L’Unione europea si schiera contro le politiche del governo d’Israele che giovedì, a pochi giorni dalle elezioni del 2 marzo, ha comunicato di voler portare avanti i progetti per la realizzazione di 1.739 nuove case nei Territori occupati. Di queste, 1.036 hanno avuto un prima via libero, mentre per altre 703 c’è stata l’approvazione finale. Gli insediamenti a Giv’at Hamatos e Har Homa “taglieranno la continuità geografica e territoriale tra Gerusalemme Est e la Cisgiordania“, mentre le costruzioni nell’area E1 “taglieranno la connessione tra Nord e Sud della Cisgiordania. Gli insediamenti sono illegali ai sensi della legge internazionale”, ha scritto l’Alto rappresentante per la Politica Estera di Bruxelles, Josep Borrell.
Per questo, l’Unione ha ribadito “la richiesta a Israele di sospendere i lavori di costruzione, sospendere la pubblicazione delle gare d’appalto e di evitare misure che abbiano come obiettivo l’avanzamento dei piani di costruzione”. Nei giorni scorsi, il primo ministro, Benyamin Netanyahu, ha annunciato l’intenzione di riprendere un vecchio progetto che prevede la costruzione di 3.500 nuove case nell’area E1 della West Bank, una zona sensibile che si trova a ridosso di Gerusalemme.
Questa nuova decisione dell’esecutivo si inserisce in un contesto di tensioni dovute sia al voto imminente che alla presentazione del cosiddetto Piano di Pace tra Israele e Palestina elaborato da Jared Kushner, consigliere capo del presidente americano, Donald Trump.
Come nella precedente tornata, che non ha portato alla formazione di un nuovo governo, anche in vista del voto di lunedì è atteso un testa a testa che difficilmente consegnerà una maggioranza assoluta (61 scranni) nella Knesset, il Parlamento israeliano, a una delle due formazioni, anche in caso di alleanze con altri partiti.
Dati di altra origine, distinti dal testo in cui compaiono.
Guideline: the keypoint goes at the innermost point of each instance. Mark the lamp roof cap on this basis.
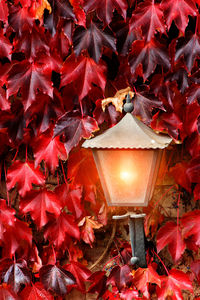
(129, 133)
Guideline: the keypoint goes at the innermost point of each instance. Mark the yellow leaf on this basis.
(118, 99)
(40, 10)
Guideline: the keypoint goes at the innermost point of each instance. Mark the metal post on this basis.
(136, 231)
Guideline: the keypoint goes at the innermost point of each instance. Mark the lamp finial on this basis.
(128, 106)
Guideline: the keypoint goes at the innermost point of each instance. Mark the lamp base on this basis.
(137, 238)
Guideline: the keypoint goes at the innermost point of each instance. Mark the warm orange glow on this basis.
(128, 176)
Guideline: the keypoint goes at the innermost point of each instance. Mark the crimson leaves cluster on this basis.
(58, 60)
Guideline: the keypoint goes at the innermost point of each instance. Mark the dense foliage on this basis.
(58, 60)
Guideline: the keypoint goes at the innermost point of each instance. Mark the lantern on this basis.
(127, 158)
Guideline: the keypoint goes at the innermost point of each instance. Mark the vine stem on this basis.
(15, 155)
(63, 172)
(8, 200)
(161, 262)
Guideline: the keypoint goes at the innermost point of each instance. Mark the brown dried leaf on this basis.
(40, 10)
(118, 99)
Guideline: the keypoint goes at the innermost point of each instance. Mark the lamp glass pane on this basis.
(127, 175)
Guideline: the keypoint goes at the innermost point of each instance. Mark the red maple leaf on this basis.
(88, 224)
(80, 272)
(30, 77)
(178, 11)
(39, 203)
(71, 196)
(74, 126)
(180, 175)
(148, 55)
(93, 39)
(193, 93)
(81, 168)
(170, 234)
(31, 42)
(149, 17)
(98, 285)
(35, 292)
(24, 174)
(60, 229)
(5, 45)
(190, 223)
(7, 217)
(4, 11)
(4, 104)
(17, 237)
(109, 5)
(120, 277)
(49, 149)
(79, 12)
(56, 279)
(83, 72)
(144, 276)
(190, 50)
(15, 274)
(173, 284)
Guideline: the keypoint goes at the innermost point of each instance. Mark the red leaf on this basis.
(7, 217)
(83, 72)
(49, 149)
(93, 39)
(169, 122)
(98, 283)
(35, 292)
(71, 197)
(170, 234)
(179, 172)
(173, 284)
(60, 8)
(148, 16)
(120, 276)
(62, 228)
(129, 294)
(178, 11)
(6, 293)
(190, 50)
(79, 12)
(5, 45)
(56, 279)
(31, 42)
(190, 223)
(195, 267)
(149, 55)
(30, 77)
(3, 11)
(4, 104)
(80, 272)
(39, 203)
(193, 171)
(81, 168)
(24, 174)
(87, 225)
(143, 106)
(74, 128)
(15, 273)
(108, 6)
(142, 278)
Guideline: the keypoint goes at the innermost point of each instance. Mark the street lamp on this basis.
(127, 158)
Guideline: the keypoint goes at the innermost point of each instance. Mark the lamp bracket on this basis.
(130, 215)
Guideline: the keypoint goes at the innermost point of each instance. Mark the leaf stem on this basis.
(63, 172)
(161, 262)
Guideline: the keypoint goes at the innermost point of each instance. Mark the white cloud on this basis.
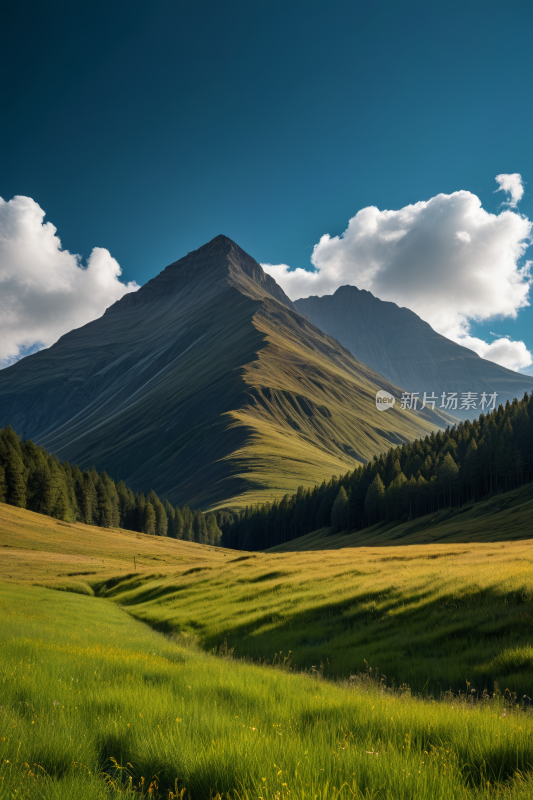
(44, 290)
(504, 351)
(446, 258)
(512, 184)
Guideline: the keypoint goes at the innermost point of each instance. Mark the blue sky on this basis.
(148, 129)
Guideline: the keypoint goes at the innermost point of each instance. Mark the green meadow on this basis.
(95, 704)
(170, 676)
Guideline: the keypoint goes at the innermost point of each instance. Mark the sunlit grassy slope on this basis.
(501, 517)
(96, 705)
(35, 547)
(432, 616)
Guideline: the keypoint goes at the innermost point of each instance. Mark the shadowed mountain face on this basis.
(398, 344)
(208, 386)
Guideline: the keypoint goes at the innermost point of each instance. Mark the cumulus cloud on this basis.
(512, 184)
(44, 290)
(446, 258)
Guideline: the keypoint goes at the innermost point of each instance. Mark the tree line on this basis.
(32, 478)
(447, 468)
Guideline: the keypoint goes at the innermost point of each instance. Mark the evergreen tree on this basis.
(15, 478)
(104, 508)
(3, 485)
(149, 518)
(339, 512)
(374, 498)
(177, 527)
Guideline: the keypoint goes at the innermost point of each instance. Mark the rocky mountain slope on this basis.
(398, 344)
(208, 386)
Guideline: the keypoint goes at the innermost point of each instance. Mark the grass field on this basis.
(86, 681)
(95, 704)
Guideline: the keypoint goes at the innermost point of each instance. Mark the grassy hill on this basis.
(504, 517)
(432, 616)
(97, 704)
(208, 387)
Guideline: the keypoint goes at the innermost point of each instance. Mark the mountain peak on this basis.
(208, 271)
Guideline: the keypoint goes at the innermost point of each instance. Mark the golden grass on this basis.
(35, 547)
Gli ultimi sondaggi raccontano di situazione ancora bloccata, con il Likud di Netanyahu leggermente in vantaggio rispetto a Blu-Bianco del suo principale avversario, Benny Gantz. In distinti sondaggi, il Likud precede con 35 seggi contro 34 Blu-Bianco, oppure è appaiato con il rivale a 33. Come blocchi, quello di destra, comprendendo anche i partiti religiosi, avrebbe 58 seggi contro i 56 del centrosinistra, partiti arabi inclusi. Ago della bilancia, come nelle precedenti consultazioni, sarebbe la formazione di Avigdor Lieberman che otterrebbe tra gli 8 e i 6 seggi. Ma il leader nazionalista ha escluso alleanze sia con la sinistra che con una destra che candida Netanyahu come premier.
L’annuncio sulle colonie, quindi, potrebbe rappresentare l’ultima mossa del primo ministro uscente, sul quale pendono tre inchieste giudiziarie per corruzione, per cercare di raccogliere i consensi della destra ultranazionalista che, anch’essa, aveva criticato i punti contenuti nel Piano di Pace perché prevedevano, tra le altre cose, il riconoscimento dello Stato di Palestina. Allo stesso tempo, però, il via libera alle nuove costruzioni potrebbe alzare ulteriormente la tensione tra palestinesi e israeliani: il complesso della Difesa israeliana ha cominciato i preparativi per una possibile escalation militare se, in base al piano Trump, dovesse essere estesa la sovranità israeliana alla Valle del Giordano e agli insediamenti ebraici in Cisgiordania. L’esercito, la polizia e lo Shin Bet (il servizio di sicurezza interno) hanno istituito un comitato congiunto in modo da “unificare” la risposta in presenza di violenze in Cisgiordania, a Gaza e su altri fronti.
Quello che si teme sono attacchi terroristici in Cisgiordania e dentro Israele, irruzioni dei palestinesi negli insediamenti ebraici nei Territori e brecce nei confini con Gaza e il Libano, oltre al lancio di razzi dalla Striscia, dalla Siria e dal Libano. Focus inoltre su Gerusalemme che potrebbe diventare il terreno di scontro principale.